You've got it! It sits there amid the Christmas wrapping paper a computer that's so big that it must have given Rudolph a hernia, and will have Santa (or somebody) paying monthly instalments until well after the millennium celebrations.
If you are a teacher who only wanted it for your work, you should waste no time in hiding it away with the pile of marking you foolishly brought home for the holiday. If, on the other hand, you are an irredeemable technofreak, you will waste no time in finding room for your latest dream machine alongside all the other purchases you were convinced you couldn't live without.
This year, thousands of people will have been persuaded by unprecedented levels of pre-Christmas advertising to splash out for the first time on a home computer. If you are one of them, how should you spend your Christmas Day?
The first problem is going to be the children. Remind them that you bought this computer exclusively for your own use. It is NOT a toy. If necessary, banish them to another room where they can amuse themselves with their latest Bjork album, andor their new Beano Annual. But before they go, you'd better ask them to plug in all those intimidating cables, install the software, tell you about the mouse and give you a crash course in how to find your way around the desktop.
It will, however, suddenly dawn on you that you've always managed to get along quite happily without having your video collection on a database, or your gas bills on a spreadsheet. You can, if you really think hard, imagine an occasion when having the information at your fingertips could save you valuable seconds. But would it ever be worth the tedious hours it will take to input the data?
It's different for children, of course, who need practice on the kind of package they will be using routinely when they join the working world. Then there's word processing. It does wonders for children's creative writing, but if all you want to write is a thank-you letter to your auntie, you know in your heart-of-hearts that she'd much prefer if it was hand-written.
So you'll decide instead to play a few games. Your children can learn a great deal from them, but do you really want to resist the Rise of the Robots or scramble your brains on Advanced Dungeons and Dragons? You could try running a multimedia encyclopaedia such as Encarta. Even as you gasp in amazement at the graphics and sound, you'll also ask yourself how often you really need to consult an encyclopaedia.
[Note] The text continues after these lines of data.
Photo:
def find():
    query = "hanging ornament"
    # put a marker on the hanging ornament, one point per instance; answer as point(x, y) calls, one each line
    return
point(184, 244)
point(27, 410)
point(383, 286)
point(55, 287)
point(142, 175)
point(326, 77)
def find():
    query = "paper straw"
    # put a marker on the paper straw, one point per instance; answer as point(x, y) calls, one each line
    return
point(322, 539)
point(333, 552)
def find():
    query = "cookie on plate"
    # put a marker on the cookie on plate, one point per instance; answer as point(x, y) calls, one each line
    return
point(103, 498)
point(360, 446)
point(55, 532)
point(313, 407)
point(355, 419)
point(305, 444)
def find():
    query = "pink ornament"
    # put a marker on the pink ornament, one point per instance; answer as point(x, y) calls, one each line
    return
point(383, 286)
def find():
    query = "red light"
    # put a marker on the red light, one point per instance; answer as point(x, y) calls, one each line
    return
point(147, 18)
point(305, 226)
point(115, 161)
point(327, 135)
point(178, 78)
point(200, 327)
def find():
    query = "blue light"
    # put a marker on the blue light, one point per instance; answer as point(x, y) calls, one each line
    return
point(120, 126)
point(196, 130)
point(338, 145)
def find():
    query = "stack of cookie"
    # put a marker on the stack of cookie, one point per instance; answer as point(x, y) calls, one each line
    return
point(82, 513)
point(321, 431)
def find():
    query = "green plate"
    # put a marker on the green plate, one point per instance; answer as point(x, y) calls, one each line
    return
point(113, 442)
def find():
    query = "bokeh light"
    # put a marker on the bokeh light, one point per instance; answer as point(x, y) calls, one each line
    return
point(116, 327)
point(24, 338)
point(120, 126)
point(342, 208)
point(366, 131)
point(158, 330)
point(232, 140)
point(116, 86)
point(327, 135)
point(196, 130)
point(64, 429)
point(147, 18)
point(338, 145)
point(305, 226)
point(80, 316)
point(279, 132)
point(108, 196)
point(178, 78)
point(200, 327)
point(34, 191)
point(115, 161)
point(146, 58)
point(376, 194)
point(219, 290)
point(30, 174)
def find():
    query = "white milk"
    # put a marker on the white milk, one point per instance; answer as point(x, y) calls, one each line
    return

The price of a computer, with all the add-ons necessary to run multimedia, is an awful lot to spend just to solve a nagging crossword clue, or settle the occasional argument. Of course, you'll also appreciate that electronic reference books are likely to be of incalculable educational benefit to your children. So, well before the Queen's Message, you will have resigned yourself to the simple truth that home computers are really for kids. Hand your machine over to them. And if that leaves you at a loose end on Christmas Day, you could always try Bjork and the Beano Annual.